これじゃあその事実を認めてしまったようなものだ。

どうして気づかれてしまうんだろう。

これ以上心配や迷惑はかけたくないのに。

「質問を変える。さっき魘されてたのと沙織さんは関係しているのか?」

まんまと言い当てられ、ドキリとしてしまう。

「やっぱりか‥。」

まだ何も言ってないのに、全部見透かされてる。

眠れないことも。

その理由も。

あの日の夜から、毎日お母さんが夢に出てくるようになった。

怒鳴られ、存在を否定されてきた数々の言葉とその光景が夢の中で再現される。

そして私を残して出て行く光景を最後に飛び起きる。

それにより眠りは浅くなり、眠るのが怖くなった。

「悪いけど、今日も泊まるな。
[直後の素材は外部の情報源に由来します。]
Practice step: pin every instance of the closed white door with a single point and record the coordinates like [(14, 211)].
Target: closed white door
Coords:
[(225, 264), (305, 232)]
」

「え?」

突然の話の内容にさっきのことなんて忘れて顔を上げてしまう。

「今日は一緒にベットで寝よう。」

「ちょっと待って‥。」

話の流れが読めず、困惑する。

「安心しろ、何もしない。」

それっきりこの話は終わりと言わんばかりに私をソファーに残したまま、キッチンに行ってしまう。

慌てて追いかけるけど、休んでろの一点張りだった。

結局夕食は悠が作ってくれて。

そのまま順番にお風呂に入って、2人同時にベットに入る。

「ずっと隣にいてやるから、安心して寝ろ。」

優しく頭を撫でられ、徐々に瞼が重くなった。

「ねえ、ギュッてして?」

甘えるようにくっつけば、嫌な顔一つせずに受け入れてくれる。

そうして私はゆっくりと眠りに落ちていった。